Semua Entries dalam "Timur Jauh" Kategori
Islam dan Pembuatan Power Negara
vali reza Seyyed Nasr
ISLAM, DEMOKRASI & THE USA:
Yayasan Cordoba
Abdullah Faliq
pengantar ,
A Kepulauan Muslim
Max L. Kotor
Pihak Oposisi Islam dan Potensi Engagement Uni Eropa
Toby Archer
Heidi Huuhtanen
Amerika Menyelesaikan islamis Dilema: Pelajaran dari Asia Selatan dan Tenggara
ANTARA GLOBAL DAN LOKAL
Anthony BUBALO
Greg Fealy
Against the background of the ‘war on terror’,many people have come to view Islamism as amonolithic ideological movement spreading from thecenter of the Muslim world, the Middle East, toMuslim countries around the globe. To borrow aphrase from Abdullah Azzam, the legendary jihadistwho fought to expel the Soviet Union fromAfghanistan in the 1980s, many today see all Islamistsas fellow travellers in a global fundamentalist caravan.This paper evaluates the truth of that perception. Itdoes so by examining the spread of two broad categoriesof Islamic thinking and activism — the morepolitically focused Islamism and more religiouslyfocused ‘neo-fundamentalism’ — from the MiddleEast to Indonesia, a country often cited as an exampleof a formerly peaceful Muslim community radicalizedby external influences.Islamism is a term familiar to many.Most commonly itis used to categorize ideas and forms of activism thatconceive of Islam as a political ideology. Hari ini, a widerange of groups are classified as Islamist, from theEgyptian Muslim Brotherhood to al-qa‘ida.While sucha categorization remains appropriate in many cases,Islamism seems less useful as a label for those groupsthat do not see Islam as a political ideology and largelyeschew political activism — even if their activism sometimeshas political implications. Included in this categoryare groups concerned primarily with Islamic mission-IV Be t w e e n t h e G l o b a l a n d t h e L o c a l : Islamisme, the Mi d d l e E a s t , a n d Indonesiaary activity, but it would also include a group such asal-qa‘ida whose acts of terrorism are arguably drivenless by concrete political objectives than religious inspiration,albeit of a misguided form. This paper thereforeuses the term ‘neo-fundamentalist’, developed by theFrench scholar Olivier Roy, to describe these groups andwill study the transmission of both Islamist and neofundamentalistideas to Indonesia.

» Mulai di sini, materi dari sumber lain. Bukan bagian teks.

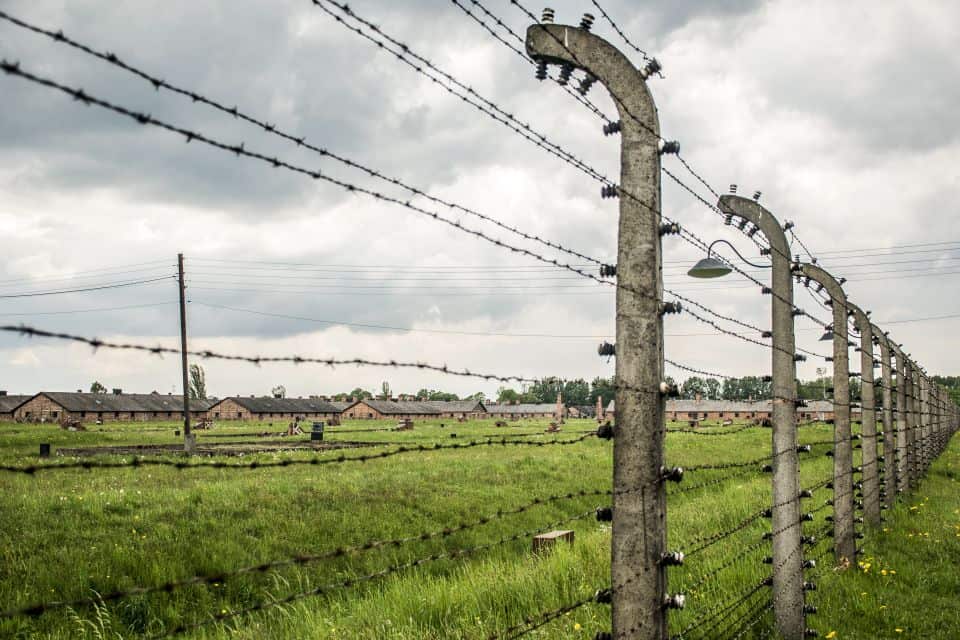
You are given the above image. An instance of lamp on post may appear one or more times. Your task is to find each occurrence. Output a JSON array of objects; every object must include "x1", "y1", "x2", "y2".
[
  {"x1": 687, "y1": 240, "x2": 771, "y2": 278},
  {"x1": 688, "y1": 195, "x2": 807, "y2": 640}
]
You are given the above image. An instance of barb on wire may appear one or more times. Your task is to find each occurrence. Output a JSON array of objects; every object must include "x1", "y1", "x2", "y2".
[
  {"x1": 0, "y1": 489, "x2": 613, "y2": 619},
  {"x1": 151, "y1": 509, "x2": 595, "y2": 640},
  {"x1": 666, "y1": 424, "x2": 765, "y2": 436},
  {"x1": 0, "y1": 10, "x2": 616, "y2": 272},
  {"x1": 0, "y1": 433, "x2": 597, "y2": 475},
  {"x1": 0, "y1": 12, "x2": 832, "y2": 356},
  {"x1": 450, "y1": 0, "x2": 610, "y2": 122},
  {"x1": 670, "y1": 579, "x2": 766, "y2": 640},
  {"x1": 667, "y1": 466, "x2": 761, "y2": 496},
  {"x1": 0, "y1": 325, "x2": 536, "y2": 382},
  {"x1": 488, "y1": 595, "x2": 596, "y2": 640},
  {"x1": 0, "y1": 60, "x2": 616, "y2": 286},
  {"x1": 590, "y1": 0, "x2": 650, "y2": 60},
  {"x1": 311, "y1": 0, "x2": 612, "y2": 184}
]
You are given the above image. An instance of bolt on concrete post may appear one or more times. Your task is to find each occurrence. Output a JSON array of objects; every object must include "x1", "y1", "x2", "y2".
[
  {"x1": 891, "y1": 344, "x2": 910, "y2": 493},
  {"x1": 847, "y1": 301, "x2": 880, "y2": 525},
  {"x1": 718, "y1": 195, "x2": 806, "y2": 640},
  {"x1": 526, "y1": 24, "x2": 667, "y2": 640},
  {"x1": 872, "y1": 325, "x2": 899, "y2": 508},
  {"x1": 800, "y1": 264, "x2": 857, "y2": 563}
]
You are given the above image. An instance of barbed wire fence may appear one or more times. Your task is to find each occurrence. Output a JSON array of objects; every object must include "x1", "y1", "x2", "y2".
[{"x1": 0, "y1": 5, "x2": 960, "y2": 640}]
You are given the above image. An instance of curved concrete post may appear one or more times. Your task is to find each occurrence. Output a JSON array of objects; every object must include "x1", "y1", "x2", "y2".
[
  {"x1": 526, "y1": 24, "x2": 667, "y2": 640},
  {"x1": 891, "y1": 343, "x2": 911, "y2": 493},
  {"x1": 873, "y1": 325, "x2": 899, "y2": 508},
  {"x1": 847, "y1": 300, "x2": 880, "y2": 526},
  {"x1": 918, "y1": 371, "x2": 932, "y2": 475},
  {"x1": 800, "y1": 264, "x2": 857, "y2": 564},
  {"x1": 906, "y1": 358, "x2": 920, "y2": 489},
  {"x1": 718, "y1": 195, "x2": 806, "y2": 640}
]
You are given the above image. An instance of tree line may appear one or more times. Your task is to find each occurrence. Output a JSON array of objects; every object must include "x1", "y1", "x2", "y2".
[{"x1": 90, "y1": 364, "x2": 960, "y2": 406}]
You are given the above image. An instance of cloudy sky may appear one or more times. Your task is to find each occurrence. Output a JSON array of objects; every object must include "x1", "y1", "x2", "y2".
[{"x1": 0, "y1": 0, "x2": 960, "y2": 395}]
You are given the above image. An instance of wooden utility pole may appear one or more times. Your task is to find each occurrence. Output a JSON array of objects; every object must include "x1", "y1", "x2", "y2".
[{"x1": 177, "y1": 253, "x2": 195, "y2": 454}]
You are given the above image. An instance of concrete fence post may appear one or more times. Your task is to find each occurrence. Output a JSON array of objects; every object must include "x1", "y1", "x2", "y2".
[
  {"x1": 920, "y1": 372, "x2": 933, "y2": 475},
  {"x1": 873, "y1": 325, "x2": 900, "y2": 508},
  {"x1": 847, "y1": 301, "x2": 880, "y2": 526},
  {"x1": 718, "y1": 195, "x2": 806, "y2": 640},
  {"x1": 526, "y1": 17, "x2": 667, "y2": 640},
  {"x1": 906, "y1": 358, "x2": 917, "y2": 489},
  {"x1": 891, "y1": 343, "x2": 910, "y2": 493},
  {"x1": 799, "y1": 264, "x2": 857, "y2": 564}
]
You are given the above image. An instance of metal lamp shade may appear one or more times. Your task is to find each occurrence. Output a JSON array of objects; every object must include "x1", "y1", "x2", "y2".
[{"x1": 687, "y1": 258, "x2": 733, "y2": 278}]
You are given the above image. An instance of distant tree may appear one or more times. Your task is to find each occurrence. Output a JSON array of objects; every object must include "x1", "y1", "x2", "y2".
[
  {"x1": 680, "y1": 376, "x2": 707, "y2": 400},
  {"x1": 703, "y1": 378, "x2": 721, "y2": 400},
  {"x1": 588, "y1": 377, "x2": 616, "y2": 407},
  {"x1": 189, "y1": 364, "x2": 207, "y2": 400},
  {"x1": 554, "y1": 378, "x2": 590, "y2": 406},
  {"x1": 497, "y1": 387, "x2": 520, "y2": 404}
]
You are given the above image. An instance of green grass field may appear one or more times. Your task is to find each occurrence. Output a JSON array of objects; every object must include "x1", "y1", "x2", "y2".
[{"x1": 0, "y1": 420, "x2": 960, "y2": 640}]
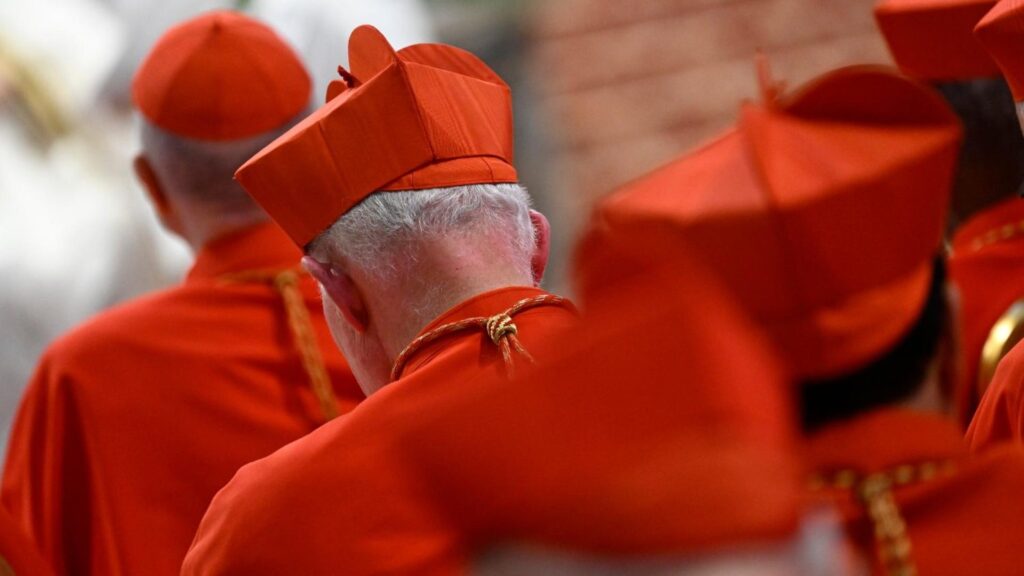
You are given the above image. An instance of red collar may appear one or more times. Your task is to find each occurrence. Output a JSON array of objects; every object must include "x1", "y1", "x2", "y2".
[
  {"x1": 185, "y1": 222, "x2": 302, "y2": 284},
  {"x1": 399, "y1": 286, "x2": 546, "y2": 378},
  {"x1": 805, "y1": 409, "x2": 968, "y2": 472}
]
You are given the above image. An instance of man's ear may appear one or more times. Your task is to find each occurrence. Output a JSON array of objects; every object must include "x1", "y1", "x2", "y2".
[
  {"x1": 302, "y1": 256, "x2": 370, "y2": 333},
  {"x1": 529, "y1": 210, "x2": 551, "y2": 286},
  {"x1": 132, "y1": 154, "x2": 174, "y2": 217}
]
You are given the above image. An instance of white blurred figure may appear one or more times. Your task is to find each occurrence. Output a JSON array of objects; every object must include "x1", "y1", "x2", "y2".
[
  {"x1": 248, "y1": 0, "x2": 436, "y2": 98},
  {"x1": 0, "y1": 0, "x2": 433, "y2": 458},
  {"x1": 0, "y1": 0, "x2": 187, "y2": 456}
]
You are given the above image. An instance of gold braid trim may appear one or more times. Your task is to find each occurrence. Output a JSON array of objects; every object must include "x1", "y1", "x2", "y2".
[
  {"x1": 220, "y1": 269, "x2": 338, "y2": 420},
  {"x1": 391, "y1": 294, "x2": 575, "y2": 381},
  {"x1": 809, "y1": 460, "x2": 954, "y2": 576},
  {"x1": 969, "y1": 216, "x2": 1024, "y2": 252}
]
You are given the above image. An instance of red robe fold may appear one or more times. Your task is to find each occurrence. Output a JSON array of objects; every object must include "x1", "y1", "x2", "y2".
[
  {"x1": 182, "y1": 287, "x2": 577, "y2": 576},
  {"x1": 0, "y1": 223, "x2": 362, "y2": 576},
  {"x1": 0, "y1": 508, "x2": 53, "y2": 576},
  {"x1": 808, "y1": 409, "x2": 1024, "y2": 576},
  {"x1": 949, "y1": 198, "x2": 1024, "y2": 426}
]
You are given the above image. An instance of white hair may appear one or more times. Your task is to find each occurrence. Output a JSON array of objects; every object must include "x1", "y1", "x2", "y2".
[
  {"x1": 309, "y1": 183, "x2": 537, "y2": 282},
  {"x1": 139, "y1": 117, "x2": 291, "y2": 208}
]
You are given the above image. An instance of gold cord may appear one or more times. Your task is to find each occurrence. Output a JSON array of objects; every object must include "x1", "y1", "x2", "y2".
[
  {"x1": 221, "y1": 269, "x2": 338, "y2": 420},
  {"x1": 391, "y1": 294, "x2": 574, "y2": 381},
  {"x1": 810, "y1": 460, "x2": 954, "y2": 576}
]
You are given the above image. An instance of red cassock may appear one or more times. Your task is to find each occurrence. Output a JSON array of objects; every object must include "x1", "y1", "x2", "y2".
[
  {"x1": 967, "y1": 336, "x2": 1024, "y2": 452},
  {"x1": 808, "y1": 409, "x2": 1024, "y2": 576},
  {"x1": 2, "y1": 223, "x2": 362, "y2": 576},
  {"x1": 949, "y1": 198, "x2": 1024, "y2": 423},
  {"x1": 182, "y1": 287, "x2": 577, "y2": 576},
  {"x1": 0, "y1": 508, "x2": 53, "y2": 576}
]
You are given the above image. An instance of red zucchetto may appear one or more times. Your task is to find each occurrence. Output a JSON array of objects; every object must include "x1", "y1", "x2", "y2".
[{"x1": 132, "y1": 10, "x2": 310, "y2": 140}]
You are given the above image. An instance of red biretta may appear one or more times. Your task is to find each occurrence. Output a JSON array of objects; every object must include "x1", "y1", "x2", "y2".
[
  {"x1": 183, "y1": 27, "x2": 577, "y2": 575},
  {"x1": 874, "y1": 0, "x2": 1024, "y2": 426},
  {"x1": 590, "y1": 67, "x2": 1024, "y2": 576},
  {"x1": 2, "y1": 12, "x2": 362, "y2": 576},
  {"x1": 963, "y1": 1, "x2": 1024, "y2": 450}
]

ISLAM modernitas: Fethullah Gulen dan ISLAM KONTEMPORER
Kehormatan Pisau
The Nurju movement1, menjadi gerakan Islam moderat tertua yang mungkin aneh untuk Modern Turki, dipecah menjadi beberapa kelompok sejak Said Nursi, pendiri gerakan, meninggal di 1960. Pada saat ini, ada lebih dari sepuluh kelompok nurcu dengan agenda dan strategi yang berbeda. Walaupun semua perbedaan mereka, hari ini kelompok Nurju tampaknya mengakui identitas masing-masing dan mencoba untuk menjaga tingkat tertentu solidaritas. Theplace kelompok Fethullah Gulen di dalam gerakan Nurju, Namun, tampaknya menjadi sedikit shaky.Fethullah Gulen (b.1938) memisahkan diri, setidaknya dalam tampilan, dari gerakan Nurju secara keseluruhan di 1972 dan berhasil mendirikan kelompok sendiri dengan struktur organisasi yang kuat di tahun 1980-an dan 90-an. Karena pengembangan jaringan sekolah yang luas, baik di Turki dan abroad2, kelompoknya menarik perhatian. Terpesona sekolah-sekolah Islam tidak hanya pengusaha dan kelas menengah, tetapi juga sejumlah besar intelektual sekuler dan politisi. Meskipun awalnya muncul dari gerakan Nurju keseluruhan, beberapa percaya bahwa jumlah pengikut kelompok Fethullah Gulen jauh lebih besar daripada jumlah seluruh kelompok nurju. Belum, tampaknya ada alasan yang cukup untuk berpikir bahwa ada harga yang harus dibayar untuk keberhasilan ini: keterasingan dari kelompok-kelompok Islam lain serta dari gerakan Nurju keseluruhan yang Fethullah Gulen group3 sendiri seharusnya bagian.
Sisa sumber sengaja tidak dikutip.